Ok, let’s look at the figure first. Suffice to say, it represents the reflection of any point over a general straight line.

PP' is a line that is perpendicular to (1)

So the equation of PP’ would be:

Bx – Ay + K = 0 --- (2)

where K is a constant

[reason: the slope of line (1) is found to be –A/B, and since line (2) is perpendicular to line (1), its slope must be B/A (to give a product of –1), which gives us equation (2)]

As P(x₁, y₁) lies on line (2),

Bx₁ – Ay₁ + K = 0

K = Ay₁ – Bx₁

Thus, line (2) can be written as:

Bx – Ay + (Ay₁ – Bx₁) = 0 --- (2)

As P'(x₂, y₂) also lies on this line,

Bx₂ – Ay₂ + (Ay₁ – Bx₁) = 0

=> Ay₂ = Bx₂ + (Ay₁ – Bx₁)

=> y₂ = [Bx₂ + (Ay₁ – Bx₁)]/A --- (A)

Now let us look at the point M(a, b) which lies on line (1) and is half-way between P and P'

(As P' is the reflection of P over line (1), PM = MP')

By the mid-point formula,

(x₁ + x₂)/2 = a

(y₁ + y₂)/2 = b

(a, b) lies on line (1), so:

Aa + Bb + C = 0

=> A(x₁ + x₂)/2 + B(y₁ + y₂)/2 + C = 0

=> [Ax₁ + Ax₂ + By₁ + By₂ + 2C]/2 = 0

=> Ax₂ + By₂ + [Ax₁ + By₁ + 2C] = 0

=> By₂ = -Ax₂ – (Ax₁ + By₁ + 2C)

=> y₂ = [-Ax₂ – Ax₁ – By₁ – 2C]/B --- (B)

Thus from (A) and (B),

Bx₂ + (Ay₁ – Bx₁)     =      -Ax₂ – Ax₁ – By₁ – 2C

A                                         B

B²x₂ + B(Ay₁ – Bx₁) = -A²x₂ – A²x₁ – ABy₁ – 2AC

(A² + B²)x₂ = - ABy₁ + B²x₁ – A²x₁ – ABy₁ – 2AC

x₂ = (B² – A²)x₁ – 2ABy₁ – 2AC

                   (A² + B²)

Therefore, from (A),

y₂ = B[(B² – A²)x₁ – 2ABy₁ – 2AC]/(A² + B²) + Ay₁ – Bx₁

                                                A

= B³x₁ – A²Bx₁ – 2AB²y₁ – 2ABC + A³y₁ + AB²y₁ – A²Bx₁ – B³x₁

                                    A(A² + B²)
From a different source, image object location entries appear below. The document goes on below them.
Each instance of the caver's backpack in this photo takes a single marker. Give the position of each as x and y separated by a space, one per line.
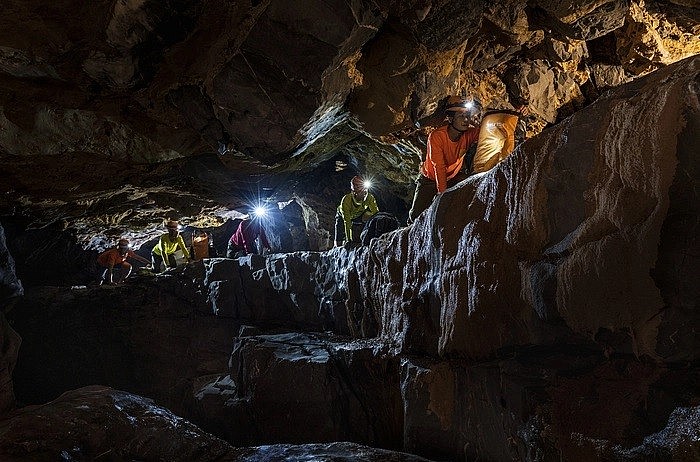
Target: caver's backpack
380 223
496 139
202 246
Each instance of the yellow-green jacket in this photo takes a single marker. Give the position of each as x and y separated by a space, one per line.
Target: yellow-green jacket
166 247
350 209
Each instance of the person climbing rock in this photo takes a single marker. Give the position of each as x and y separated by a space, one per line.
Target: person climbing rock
354 210
242 241
446 162
114 261
164 250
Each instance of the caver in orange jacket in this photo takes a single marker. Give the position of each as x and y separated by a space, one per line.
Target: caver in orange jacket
444 157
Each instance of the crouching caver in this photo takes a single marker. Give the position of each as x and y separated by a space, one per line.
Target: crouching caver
164 250
114 261
354 210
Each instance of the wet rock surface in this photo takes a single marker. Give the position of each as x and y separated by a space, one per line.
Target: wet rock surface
94 423
544 310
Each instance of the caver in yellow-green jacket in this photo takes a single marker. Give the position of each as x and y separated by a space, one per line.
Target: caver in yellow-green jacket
351 209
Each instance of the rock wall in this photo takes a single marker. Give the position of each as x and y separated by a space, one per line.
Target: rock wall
543 310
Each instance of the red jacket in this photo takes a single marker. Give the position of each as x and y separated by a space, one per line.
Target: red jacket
245 235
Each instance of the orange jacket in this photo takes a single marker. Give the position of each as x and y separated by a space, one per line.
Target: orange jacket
444 157
112 257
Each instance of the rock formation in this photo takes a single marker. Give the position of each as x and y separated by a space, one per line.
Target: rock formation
543 310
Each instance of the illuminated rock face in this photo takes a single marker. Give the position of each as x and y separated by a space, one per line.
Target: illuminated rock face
543 310
570 230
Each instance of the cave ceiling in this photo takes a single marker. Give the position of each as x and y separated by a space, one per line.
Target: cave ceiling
119 113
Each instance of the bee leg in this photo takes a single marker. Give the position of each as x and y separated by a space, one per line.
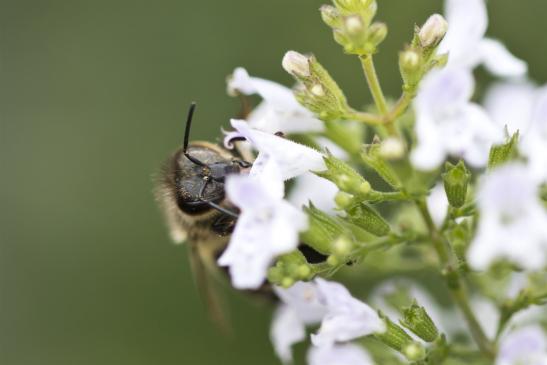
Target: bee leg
212 204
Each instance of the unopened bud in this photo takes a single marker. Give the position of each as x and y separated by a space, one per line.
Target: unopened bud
416 319
353 24
409 60
317 90
342 247
414 351
433 31
343 200
330 15
296 64
377 33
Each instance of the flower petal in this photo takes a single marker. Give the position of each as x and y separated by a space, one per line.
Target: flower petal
499 61
511 104
294 159
347 354
347 318
286 330
467 23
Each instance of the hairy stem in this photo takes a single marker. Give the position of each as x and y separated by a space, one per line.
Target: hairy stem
455 283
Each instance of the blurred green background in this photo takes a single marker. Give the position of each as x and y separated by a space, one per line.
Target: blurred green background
93 98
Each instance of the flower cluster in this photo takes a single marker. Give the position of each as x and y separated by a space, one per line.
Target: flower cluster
443 182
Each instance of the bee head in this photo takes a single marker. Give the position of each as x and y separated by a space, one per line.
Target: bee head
199 172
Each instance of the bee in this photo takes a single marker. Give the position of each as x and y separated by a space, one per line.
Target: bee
191 193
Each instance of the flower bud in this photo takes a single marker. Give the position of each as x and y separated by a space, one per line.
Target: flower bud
330 16
343 200
290 268
370 220
416 319
456 178
502 153
394 336
377 33
353 24
414 352
411 68
296 64
433 31
373 158
322 230
342 247
344 176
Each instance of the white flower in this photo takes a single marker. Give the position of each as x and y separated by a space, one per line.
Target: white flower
525 346
279 110
347 354
523 107
267 227
293 158
448 123
467 46
513 223
300 307
342 317
347 318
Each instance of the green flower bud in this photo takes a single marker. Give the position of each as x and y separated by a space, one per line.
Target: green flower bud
322 231
316 90
296 64
392 148
344 176
367 218
377 33
416 319
411 67
372 156
343 200
456 178
342 247
502 153
394 336
289 269
414 352
330 15
433 31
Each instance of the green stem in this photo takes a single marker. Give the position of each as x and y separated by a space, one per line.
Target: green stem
366 118
401 106
374 84
455 283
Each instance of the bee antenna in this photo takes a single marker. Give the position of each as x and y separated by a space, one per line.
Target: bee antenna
188 126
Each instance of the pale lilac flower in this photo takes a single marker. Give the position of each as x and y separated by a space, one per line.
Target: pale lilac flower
468 47
267 227
347 354
293 158
309 187
301 307
342 317
448 123
513 222
279 110
525 346
347 318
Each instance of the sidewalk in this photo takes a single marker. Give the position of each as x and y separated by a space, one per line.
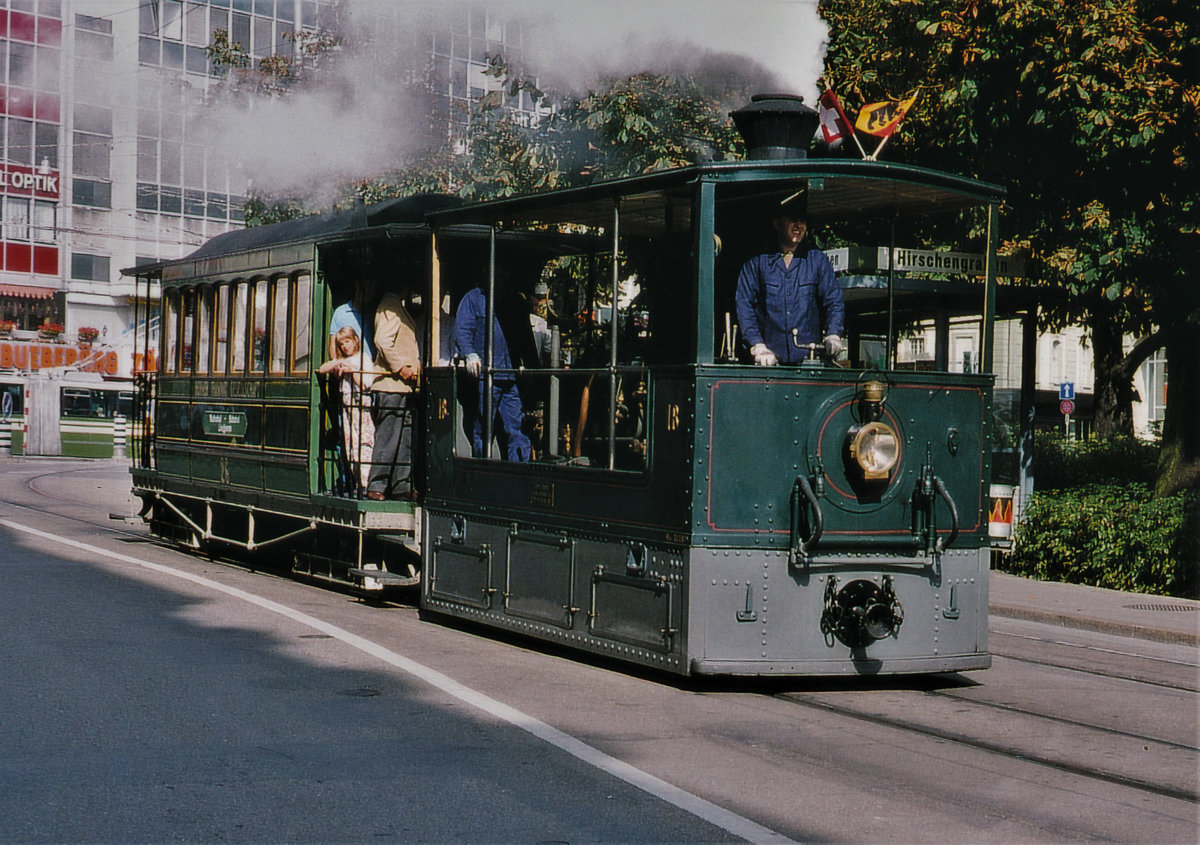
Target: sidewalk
1072 605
= A³y₁ – 2A²Bx₁ – AB²y₁ – 2ABC

                        A(A² + B²)

= A²y₁ – 2ABx₁ – B²y₁ – 2BC

                        (A² + B²)

y₂ = (A² – B²)y₁ – 2ABx₁ – 2BC

                   (A² + B²)

Let’s try this formula for a certain case, when a point is reflected on the line:

y = -x

i.e. x + y = 0

Then, A = 1, B = 1, C = 0

x₂ = 0 – 2y₁ – 0   = -y₁

            1 + 1

y₂ = 0 – 2x₁ – 0   = -x₁

            1 + 1